(Bloomberg) -- When Vladimir Putin met with Barack Obama in Turkey on Sunday to discuss the terrorist attacks in Paris, he brought along some photos.
The satellite images showed rows of trucks laden with Islamic State oil stretching into the Syrian horizon, a person familiar with matter said. Putin’s point was that U.S. bombing alone can’t eliminate the vast smuggling network that provides much of the extremist group’s funding.
Obama was already well into a stepped-up campaign against the group’s oil resources and that night U.S. aircraft destroyed 116 tankers hauling crude from seized fields. The raid, the largest of its kind since U.S. military action in Syria started last year, happened to coincide with a new phase of Russia’s assault on the same nexus. While Obama has publicly refused Putin’s offer to coordinate, their actions have started to align since the downing of a Russian airliner in Egypt and the carnage in France, indicating movement toward a more robust alliance against terrorism.
“After the events in Paris and over the skies of Sinai, the EU and the U.S. are showing greater willingness to support Russia’s idea of forming a common front to fight Islamic State,” Russian Deputy Foreign Minister Sergei Ryabkov said on Thursday.

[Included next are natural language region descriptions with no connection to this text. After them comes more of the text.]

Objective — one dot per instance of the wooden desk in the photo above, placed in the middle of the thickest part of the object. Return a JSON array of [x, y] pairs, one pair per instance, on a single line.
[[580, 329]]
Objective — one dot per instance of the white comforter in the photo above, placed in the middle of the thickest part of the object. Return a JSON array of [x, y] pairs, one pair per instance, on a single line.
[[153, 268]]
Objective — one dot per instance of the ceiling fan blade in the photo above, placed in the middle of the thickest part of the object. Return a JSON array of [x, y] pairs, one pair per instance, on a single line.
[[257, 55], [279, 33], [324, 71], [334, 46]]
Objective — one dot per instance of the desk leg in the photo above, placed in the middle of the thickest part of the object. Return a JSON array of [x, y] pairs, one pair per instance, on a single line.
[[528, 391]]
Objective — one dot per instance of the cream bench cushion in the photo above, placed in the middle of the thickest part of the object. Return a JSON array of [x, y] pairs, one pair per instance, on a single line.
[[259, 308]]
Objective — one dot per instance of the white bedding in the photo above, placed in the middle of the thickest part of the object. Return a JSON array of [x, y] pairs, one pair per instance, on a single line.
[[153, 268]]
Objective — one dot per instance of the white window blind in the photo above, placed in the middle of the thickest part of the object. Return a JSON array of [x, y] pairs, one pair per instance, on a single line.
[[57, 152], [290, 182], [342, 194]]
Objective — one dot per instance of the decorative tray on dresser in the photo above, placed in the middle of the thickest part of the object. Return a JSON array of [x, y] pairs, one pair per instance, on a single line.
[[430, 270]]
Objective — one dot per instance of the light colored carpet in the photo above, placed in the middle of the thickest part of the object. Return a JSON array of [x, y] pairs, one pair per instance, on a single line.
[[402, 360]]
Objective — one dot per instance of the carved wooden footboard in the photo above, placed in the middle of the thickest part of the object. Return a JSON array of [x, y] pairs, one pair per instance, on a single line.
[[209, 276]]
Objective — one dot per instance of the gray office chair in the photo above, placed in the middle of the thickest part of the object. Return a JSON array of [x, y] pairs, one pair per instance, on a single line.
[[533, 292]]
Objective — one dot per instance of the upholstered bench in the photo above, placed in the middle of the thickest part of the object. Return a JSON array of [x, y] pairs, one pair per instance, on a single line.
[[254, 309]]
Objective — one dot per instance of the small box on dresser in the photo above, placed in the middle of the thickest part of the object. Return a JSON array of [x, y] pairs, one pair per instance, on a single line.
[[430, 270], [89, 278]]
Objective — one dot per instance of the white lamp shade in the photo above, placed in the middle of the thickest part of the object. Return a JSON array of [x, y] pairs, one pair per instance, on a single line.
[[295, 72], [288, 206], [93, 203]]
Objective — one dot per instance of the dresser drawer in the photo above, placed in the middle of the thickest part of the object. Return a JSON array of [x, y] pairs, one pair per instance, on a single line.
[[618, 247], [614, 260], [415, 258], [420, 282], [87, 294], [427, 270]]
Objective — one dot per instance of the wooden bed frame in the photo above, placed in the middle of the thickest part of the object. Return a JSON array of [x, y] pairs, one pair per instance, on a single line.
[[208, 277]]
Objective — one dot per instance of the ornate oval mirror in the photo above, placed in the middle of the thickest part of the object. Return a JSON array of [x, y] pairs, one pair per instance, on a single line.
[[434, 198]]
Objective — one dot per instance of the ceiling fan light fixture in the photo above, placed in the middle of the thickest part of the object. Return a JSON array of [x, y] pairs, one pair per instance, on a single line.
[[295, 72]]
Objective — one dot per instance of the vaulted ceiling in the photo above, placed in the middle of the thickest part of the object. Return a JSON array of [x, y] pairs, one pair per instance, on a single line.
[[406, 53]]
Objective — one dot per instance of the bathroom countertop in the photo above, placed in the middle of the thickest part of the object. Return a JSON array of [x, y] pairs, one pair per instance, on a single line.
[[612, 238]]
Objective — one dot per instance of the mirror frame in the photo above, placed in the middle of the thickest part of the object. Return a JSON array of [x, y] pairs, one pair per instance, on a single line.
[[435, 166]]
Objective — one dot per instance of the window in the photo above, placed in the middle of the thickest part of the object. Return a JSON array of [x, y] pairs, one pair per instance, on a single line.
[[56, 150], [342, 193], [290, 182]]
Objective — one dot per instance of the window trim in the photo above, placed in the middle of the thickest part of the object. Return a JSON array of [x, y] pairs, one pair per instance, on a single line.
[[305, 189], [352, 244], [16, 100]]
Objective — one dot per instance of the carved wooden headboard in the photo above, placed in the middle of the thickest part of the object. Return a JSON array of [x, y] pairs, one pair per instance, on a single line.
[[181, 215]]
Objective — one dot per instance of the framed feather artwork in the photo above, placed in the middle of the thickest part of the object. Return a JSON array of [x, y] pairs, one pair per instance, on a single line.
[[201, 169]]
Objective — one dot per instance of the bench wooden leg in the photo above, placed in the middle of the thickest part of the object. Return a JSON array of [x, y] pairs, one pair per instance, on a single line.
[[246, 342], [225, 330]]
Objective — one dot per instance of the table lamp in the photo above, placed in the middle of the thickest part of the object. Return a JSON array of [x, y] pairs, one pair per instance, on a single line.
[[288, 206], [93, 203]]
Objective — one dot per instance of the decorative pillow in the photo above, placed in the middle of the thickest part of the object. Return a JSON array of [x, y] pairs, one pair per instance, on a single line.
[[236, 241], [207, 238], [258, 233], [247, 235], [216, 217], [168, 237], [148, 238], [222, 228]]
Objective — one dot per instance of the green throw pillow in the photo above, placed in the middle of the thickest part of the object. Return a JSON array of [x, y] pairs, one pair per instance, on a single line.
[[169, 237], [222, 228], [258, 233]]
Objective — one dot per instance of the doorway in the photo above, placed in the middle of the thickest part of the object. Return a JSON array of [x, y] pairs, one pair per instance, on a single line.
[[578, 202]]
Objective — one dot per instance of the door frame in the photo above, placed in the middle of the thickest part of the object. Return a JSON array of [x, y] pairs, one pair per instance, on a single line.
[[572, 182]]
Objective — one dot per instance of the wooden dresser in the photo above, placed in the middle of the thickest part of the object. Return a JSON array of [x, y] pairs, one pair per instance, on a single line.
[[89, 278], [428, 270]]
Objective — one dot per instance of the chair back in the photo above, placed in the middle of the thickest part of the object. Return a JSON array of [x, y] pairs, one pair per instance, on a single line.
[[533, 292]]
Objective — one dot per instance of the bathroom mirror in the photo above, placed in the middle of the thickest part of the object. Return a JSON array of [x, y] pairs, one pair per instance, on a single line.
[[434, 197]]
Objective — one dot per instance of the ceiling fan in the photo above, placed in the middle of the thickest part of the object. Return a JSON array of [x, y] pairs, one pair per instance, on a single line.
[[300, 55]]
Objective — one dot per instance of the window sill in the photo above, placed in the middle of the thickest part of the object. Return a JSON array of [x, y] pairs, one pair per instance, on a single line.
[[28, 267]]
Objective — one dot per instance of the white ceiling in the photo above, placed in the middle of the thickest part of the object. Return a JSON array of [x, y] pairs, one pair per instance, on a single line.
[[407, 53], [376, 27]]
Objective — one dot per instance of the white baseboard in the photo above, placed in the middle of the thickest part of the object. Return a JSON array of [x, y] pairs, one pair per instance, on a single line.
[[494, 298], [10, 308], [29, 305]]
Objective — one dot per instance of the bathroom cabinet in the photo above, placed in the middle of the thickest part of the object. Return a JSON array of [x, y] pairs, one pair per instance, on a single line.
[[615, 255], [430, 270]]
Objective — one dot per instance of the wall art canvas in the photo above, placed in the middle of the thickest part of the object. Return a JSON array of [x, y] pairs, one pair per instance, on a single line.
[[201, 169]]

In Putin’s meeting with Obama, the Russian president “stressed the need” to step up the fight against Islamic State’s oil business, said his spokesman, Dmitry Peskov, without providing more details.

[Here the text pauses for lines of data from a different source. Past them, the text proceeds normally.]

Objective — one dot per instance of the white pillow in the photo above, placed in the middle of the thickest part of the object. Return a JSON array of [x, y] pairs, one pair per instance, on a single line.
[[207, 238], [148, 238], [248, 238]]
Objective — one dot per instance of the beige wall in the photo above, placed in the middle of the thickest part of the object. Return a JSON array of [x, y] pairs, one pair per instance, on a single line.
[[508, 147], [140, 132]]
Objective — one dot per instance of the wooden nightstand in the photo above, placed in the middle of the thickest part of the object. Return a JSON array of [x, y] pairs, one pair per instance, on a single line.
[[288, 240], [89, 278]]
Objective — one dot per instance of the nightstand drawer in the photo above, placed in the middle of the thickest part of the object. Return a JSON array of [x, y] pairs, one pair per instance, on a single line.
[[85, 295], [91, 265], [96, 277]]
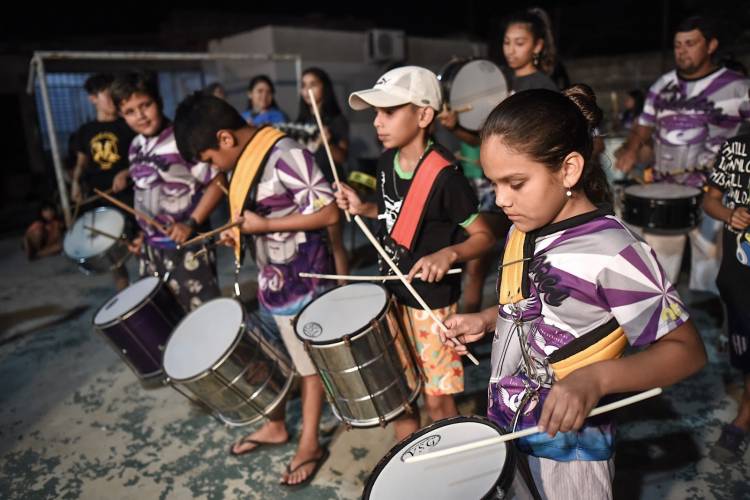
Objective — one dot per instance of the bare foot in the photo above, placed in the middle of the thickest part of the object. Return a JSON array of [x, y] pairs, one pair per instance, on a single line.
[[270, 432], [299, 473]]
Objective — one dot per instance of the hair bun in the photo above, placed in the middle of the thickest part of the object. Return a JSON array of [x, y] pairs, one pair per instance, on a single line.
[[584, 98]]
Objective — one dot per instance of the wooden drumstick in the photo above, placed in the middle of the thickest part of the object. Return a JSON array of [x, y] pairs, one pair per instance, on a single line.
[[208, 234], [357, 277], [102, 233], [325, 143], [223, 189], [96, 196], [527, 432], [464, 109], [132, 211], [403, 279]]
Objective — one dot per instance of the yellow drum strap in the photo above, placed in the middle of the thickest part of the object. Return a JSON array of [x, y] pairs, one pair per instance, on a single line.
[[245, 174]]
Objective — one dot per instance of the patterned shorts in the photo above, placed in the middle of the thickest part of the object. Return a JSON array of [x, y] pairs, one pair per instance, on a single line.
[[192, 279], [441, 365]]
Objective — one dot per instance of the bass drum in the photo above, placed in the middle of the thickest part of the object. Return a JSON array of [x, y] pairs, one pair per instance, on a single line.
[[473, 88]]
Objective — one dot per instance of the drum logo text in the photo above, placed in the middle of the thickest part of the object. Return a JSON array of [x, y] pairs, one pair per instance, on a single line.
[[312, 330], [421, 446]]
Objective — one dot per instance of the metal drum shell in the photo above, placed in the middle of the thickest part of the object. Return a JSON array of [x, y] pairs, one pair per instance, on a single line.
[[140, 335], [668, 216], [245, 384], [370, 376]]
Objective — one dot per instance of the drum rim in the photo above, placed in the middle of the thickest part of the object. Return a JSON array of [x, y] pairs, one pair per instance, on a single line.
[[510, 462], [221, 359], [138, 306], [351, 336]]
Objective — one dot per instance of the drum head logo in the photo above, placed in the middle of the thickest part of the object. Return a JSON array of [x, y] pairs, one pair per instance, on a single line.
[[312, 330], [421, 446]]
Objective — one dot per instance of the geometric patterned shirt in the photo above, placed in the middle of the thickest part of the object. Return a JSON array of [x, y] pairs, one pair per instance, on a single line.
[[692, 118], [290, 183], [586, 273], [167, 187]]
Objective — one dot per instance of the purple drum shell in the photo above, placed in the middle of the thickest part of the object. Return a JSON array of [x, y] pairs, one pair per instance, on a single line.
[[140, 335]]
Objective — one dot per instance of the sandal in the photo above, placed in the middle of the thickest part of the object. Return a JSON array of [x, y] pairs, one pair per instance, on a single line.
[[318, 463], [258, 445]]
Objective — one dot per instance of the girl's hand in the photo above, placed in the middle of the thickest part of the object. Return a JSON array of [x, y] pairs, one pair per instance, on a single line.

A united front would be bad news not just for the jihadists, but for everyone they do business with. The U.S. and Russia are both widening their target lists to include the middlemen who help the group make money off illicit oil sales.
While the U.S. has struck refineries and other oil targets held by Islamic State in Syria and Iraq more than 260 times since last summer, only now is it starting to hit links in the chain operated mainly by civilians, according to U.K. research group Chatham House and Washington-based Foreign Reports Inc.